The Defamation and Malicious Publication (Scotland) Bill, which is attempting to modernise Scots defamation law by making it more applicable to social media posts, is currently in consideration by Holyrood. It aims to introduce a serious harm threshold, ensuring that a defamation action can only be brought if a statement caused serious harm to the person making the complaint. The many tears I have shed this year thanks to Santa will undoubtedly meet this new threshold. After all, who is Santa to decide who is naughty or nice, that is surely a matter for the courts.


Human Rights:

Although I, and many others, are victims of Santa’s callous ways, his true victims are those who work for him, his elves. In order to investigate Santa’s behaviour, I have spent weeks studying numerous Christmas films, reaching the conclusion that I desperately need a job. I also realised that these films provide much evidence of elves working 364 days a year in Santa’s workshop in Lapland, all without pay. Considering nobody has ever seen elves outside of Lapland, we can only assume that Santa Claus has taken away all their liberties and is using them as forced labour. Although I am no expert on Finnish employment rights, and cannot say if Santa is violating their laws, Finland is a party to the European Convention of Human Rights, as is Scotland. Human rights are a devolved subject and so the Scottish Parliament has the competence to observe and implement international human rights treaties. Article 4 of the Convention states that “no one shall be held in slavery or servitude” and that “no one shall be required to perform forced or compulsory labour.” Santa and his gulag, (sorry I mean workshop) clearly violates this law, however I am sure Santa and his crack team of solicitors will make the crass argument that human rights do not apply to elves. See you in Strasbourg Mr Claus.


Animal Rights:

Not only do elves suffer at the hands of Santa, but his reindeer are also forced to endure severe hardships. The Animal Welfare (Scotland) Act 2006 introduced a duty of care on those responsible for animals and makes it a criminal offence to cause a protected animal unnecessary suffering. Santa’s domesticated reindeer fall under this ‘protected animal’ definition as they do not live in the wild, as set out in Section 17 of the Act. The freedoms afforded to these protected animals include ‘the ability to exhibit normal behaviour patterns’ and ‘the right to be protected from pain, suffering, injury and disease’.

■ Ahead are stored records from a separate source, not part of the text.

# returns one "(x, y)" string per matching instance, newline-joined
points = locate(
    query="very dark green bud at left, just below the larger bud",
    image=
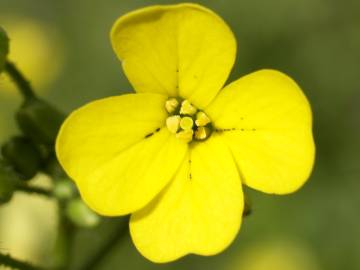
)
(23, 156)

Now I’m no biologist, but I can safely say that forcing reindeer to fly through the air at approximately 1,800 miles a second, carrying an estimated 400,000 tons of toys each year, causes Dasher, Dancer, Prancer, Vixen, Comet, Cupid, Donner, Blitzen and Rudolph unnecessary suffering and prevents them from exhibiting normal behaviour patterns. If Amazon can deliver goods worldwide in 24 hours without the use of magical reindeers, then why does Santa feel it’s necessary? In addition to this, Santa has specifically failed in his duty of care towards Rudolph. All of the other reindeer used to laugh and call him names, causing poor Rudolph significant mental suffering. However, Santa only stepped in when he realised that he could utilise Rudolph’s very shiny nose to help navigate the foggy night. His shiny nose, which is known to glow and is generally considered to be red, is a clear indicator that Rudolph has some kind of ailment that requires veterinary treatment. Yet, each Christmas, we still see that shiny red nose in the sky, proof that Santa continually fails in his duty of care. It is clear that Saint Nick is no saint at all.


This is just the tip of the iceberg when it comes to crimes that Santa has committed. Travelling across different jurisdictions violates numerous visa requirements. Failing to modernise his coal-powered workshop contravenes the Paris Climate Agreement. Utilising a dubious surveillance system, keeping tabs on the behaviour of millions of children across the globe breaches privacy rights. The list is endless. Should we really let this man into our house considering what we know? I will no doubt be on Santa’s naughty list for the second year running, however, this year it’ll all be worth it just to see Santa Claus locked away in HM Prison Barlinnie, and if not, I am sure Amazon will make Santa redundant soon enough! Merry Christmas everyone!